One key area of personal development which I notice a lot of people are interested in is managing emotions. This interest has good reasons, as your emotions influence your options and your options influence your results. Plus, it just feels bad to feel bad.
Managing emotions is also one of those key areas of personal development where a lot of people struggle. They read books and articles, go to trainings, try various methods and techniques, yet most of them don’t seem to be able to get rid of those pesky negative emotions they don’t want in their lives.
I believe that managing your emotions is an often misunderstood part of self-improvement, and this makes place for a lot of emotional mastery tools which provide nothing more than false hope or a short lived relief, often for big sums of money.
The Tool I Recommend
Considering this, I’ve decided to write a piece about the primary tool I employ for managing emotions, both with myself and with my clients, and which is by far the most effective I know: CBT – Cognitive Behavioral Therapy (or Therapies). It represents a systemic approach to managing your emotions through changing thinking and behavioral patterns.
CBT has also been turned into CBC – Cognitive Behavioral Coaching – which is what I actually use in my communication coaching activity, but given the major similarities between the two, I will refer to both using the more commonly known name of CBT, to simplify things.
My intention here is not to describe Cognitive Behavioral Therapy in detail, nor to provide a manual on how to use it. You can find this kind of information in many other places.
My goal is only to show you why I think it’s an excellent tool for managing emotions. This will also make my life easier, as whenever I am asked what tools and why I recommend for dealing with fear, guilt, anxiety, depression, anger and so on, I will simply point people to this article from now on.
My Exploration of Emotional Mastery Tools
Over the years, I have looked into various tools for managing emotions. When I say ‘looked into’, this means I have:
- Used the tools one by one for myself and looked at the results;
- Gave them to others for testing or interviewed people who have used them;
- Searched for scientific research to back them up and analyzed the data.
The tools for managing emotions I have looked into include: NLP, EFT, The Sedona Method, positive affirmations, hypnosis, meditation and subliminal tapes. I have found some of these I mention to be effective in managing emotions to some degree, but none of them capable to be a complete tool for this purpose.
Some tools provide only a short term improvement of the emotional state, with no long term change; some of them work inconsistently, for some people but not for many other people. Some tools support the process of managing emotions but do not provide it themselves; some of them just create a placebo effect. Some tools are pure bullshit.
What actually bothered me is that a lot of these methods are marketed as powerful, miracle solutions to get read of all unwanted emotions and they don’t even live up to 10% of the promise.
What amused me is how some people will use an emotional management method for years, will encourage others to do the same and will think it’s a great method, even if it hasn’t really helped them improve more than marginally. That’s the definition of insanity to me.

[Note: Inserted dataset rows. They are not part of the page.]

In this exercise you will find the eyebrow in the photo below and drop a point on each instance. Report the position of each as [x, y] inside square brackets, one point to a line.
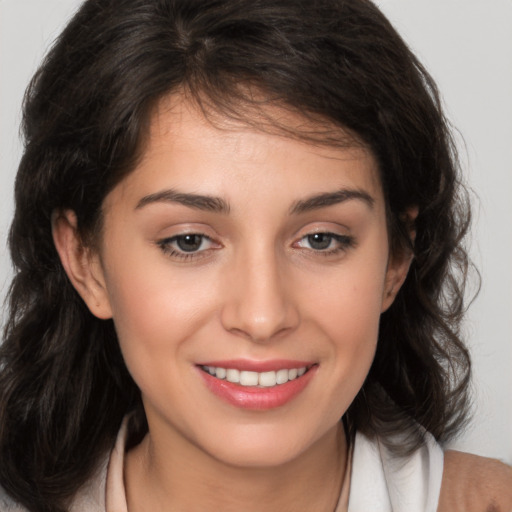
[197, 201]
[219, 205]
[331, 198]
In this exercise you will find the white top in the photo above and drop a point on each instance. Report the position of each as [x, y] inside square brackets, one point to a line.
[379, 482]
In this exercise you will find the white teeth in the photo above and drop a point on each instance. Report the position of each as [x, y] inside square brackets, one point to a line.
[267, 379]
[248, 378]
[281, 376]
[233, 375]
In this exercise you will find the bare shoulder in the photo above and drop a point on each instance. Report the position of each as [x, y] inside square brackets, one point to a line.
[475, 484]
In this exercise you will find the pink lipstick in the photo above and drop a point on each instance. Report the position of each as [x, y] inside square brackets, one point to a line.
[257, 385]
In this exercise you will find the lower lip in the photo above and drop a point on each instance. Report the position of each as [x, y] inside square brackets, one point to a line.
[256, 398]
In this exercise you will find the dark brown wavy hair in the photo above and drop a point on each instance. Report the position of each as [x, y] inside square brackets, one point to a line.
[64, 387]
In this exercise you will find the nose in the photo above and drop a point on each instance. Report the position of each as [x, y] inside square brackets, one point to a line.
[258, 301]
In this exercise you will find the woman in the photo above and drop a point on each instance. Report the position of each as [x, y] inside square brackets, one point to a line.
[236, 224]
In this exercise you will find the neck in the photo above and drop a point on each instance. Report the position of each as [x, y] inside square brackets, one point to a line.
[189, 480]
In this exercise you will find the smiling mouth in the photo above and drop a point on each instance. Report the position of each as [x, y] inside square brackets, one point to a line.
[256, 379]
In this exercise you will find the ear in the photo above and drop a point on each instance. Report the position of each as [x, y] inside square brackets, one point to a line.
[399, 264]
[82, 264]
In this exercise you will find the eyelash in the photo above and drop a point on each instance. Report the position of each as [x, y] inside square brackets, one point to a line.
[343, 243]
[180, 254]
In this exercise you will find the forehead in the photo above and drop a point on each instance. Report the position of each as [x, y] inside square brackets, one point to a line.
[208, 151]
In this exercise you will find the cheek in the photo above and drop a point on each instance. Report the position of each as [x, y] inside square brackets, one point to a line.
[155, 310]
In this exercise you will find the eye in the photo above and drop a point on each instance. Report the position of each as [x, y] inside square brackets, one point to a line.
[328, 243]
[186, 245]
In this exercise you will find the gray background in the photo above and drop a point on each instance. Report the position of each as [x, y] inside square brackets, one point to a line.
[467, 46]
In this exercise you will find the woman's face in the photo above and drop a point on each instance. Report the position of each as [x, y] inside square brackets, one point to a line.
[254, 257]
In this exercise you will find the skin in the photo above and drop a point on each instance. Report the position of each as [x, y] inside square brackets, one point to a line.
[257, 290]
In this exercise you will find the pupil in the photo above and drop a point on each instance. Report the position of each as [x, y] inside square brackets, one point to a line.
[189, 243]
[319, 241]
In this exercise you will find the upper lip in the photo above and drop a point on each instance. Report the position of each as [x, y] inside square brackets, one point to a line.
[258, 366]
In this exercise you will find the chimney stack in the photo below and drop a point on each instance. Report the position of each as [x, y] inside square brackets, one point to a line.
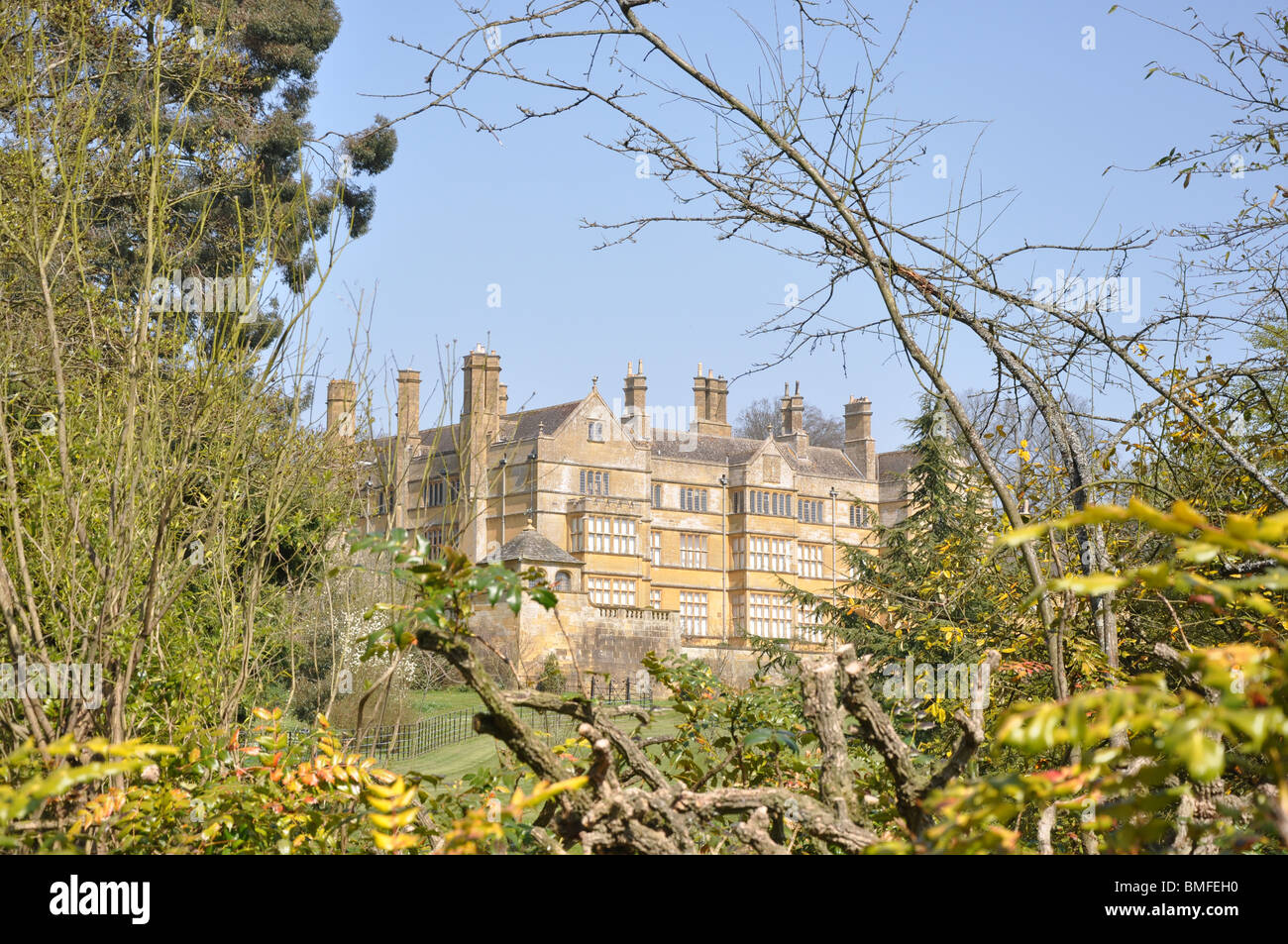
[408, 408]
[482, 407]
[791, 420]
[859, 445]
[709, 404]
[342, 403]
[634, 415]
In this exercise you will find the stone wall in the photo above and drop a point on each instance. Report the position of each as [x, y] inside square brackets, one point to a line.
[587, 639]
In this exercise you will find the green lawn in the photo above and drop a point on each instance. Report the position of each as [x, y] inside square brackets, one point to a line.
[456, 760]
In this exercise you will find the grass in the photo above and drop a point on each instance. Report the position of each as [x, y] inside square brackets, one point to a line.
[455, 762]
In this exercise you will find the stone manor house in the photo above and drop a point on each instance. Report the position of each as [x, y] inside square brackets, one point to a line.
[655, 537]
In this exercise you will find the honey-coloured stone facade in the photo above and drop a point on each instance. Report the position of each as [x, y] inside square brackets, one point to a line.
[687, 532]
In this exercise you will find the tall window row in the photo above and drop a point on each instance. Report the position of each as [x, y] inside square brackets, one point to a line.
[761, 504]
[694, 500]
[811, 561]
[438, 491]
[809, 511]
[769, 614]
[593, 481]
[603, 535]
[761, 554]
[694, 614]
[610, 592]
[694, 550]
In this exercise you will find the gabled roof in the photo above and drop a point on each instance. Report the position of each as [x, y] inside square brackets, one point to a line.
[524, 424]
[822, 460]
[529, 546]
[703, 449]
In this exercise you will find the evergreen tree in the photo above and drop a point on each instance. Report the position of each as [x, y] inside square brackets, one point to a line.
[928, 581]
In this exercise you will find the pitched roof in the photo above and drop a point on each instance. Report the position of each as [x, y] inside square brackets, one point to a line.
[820, 460]
[703, 449]
[897, 463]
[524, 424]
[529, 545]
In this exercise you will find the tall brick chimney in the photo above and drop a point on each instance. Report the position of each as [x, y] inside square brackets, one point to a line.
[481, 421]
[408, 408]
[342, 403]
[859, 445]
[709, 404]
[791, 420]
[634, 413]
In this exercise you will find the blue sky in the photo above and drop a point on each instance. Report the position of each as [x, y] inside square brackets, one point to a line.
[459, 213]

In the end, I stopped at CBT. Ironically, it’s one of the first tools I have found, but I abandoned it before truly testing it because it didn’t look… sexy enough. It seemed rather repetitive, analytical and programmatic, and I was attracted by some of the flashier tools out there.
Why CBT?
Now, I can tell you about my positive results in managing emotions using CBT, I can tell you about the consistent positive results my clients who used CBT effectively got, I can tell you about the inner logic of the techniques employed.
But from my perspective, all of these pale by comparison with another argument: the fact that worldwide, there are over 2000 rigorous scientific studies on the techniques and principles of CBT, which prove it to be highly effective. In terms of scientific support, it is light years away from almost any other tool out there for managing your emotions.
I know a lot of other methods claim to be supported by science. Don’t be fooled! Anyone can make claims such as these, quote fake research or create bias research, designed to support a certain conclusion. There is a lot more to getting scientific backup in the area of personal development than meets the eye.
CBT is not a miracle cure. It involves getting used to it. It involves a lot of work for identifying your current thinking patterns and beliefs, seeing what is irrational or non-constructive in them, and changing them gradually through cognitive and behavioral techniques.
It’s based on 3 R’s: reprogramming, repetition and reinforcement. If you stick to these three ways, you will see real progress and change in your habitual emotional reactions.
At the end of the day, Cognitive Behavioral Therapy promises less and offers more than any other tool I know for managing your emotions, which is why I recommend it whole-heartedly.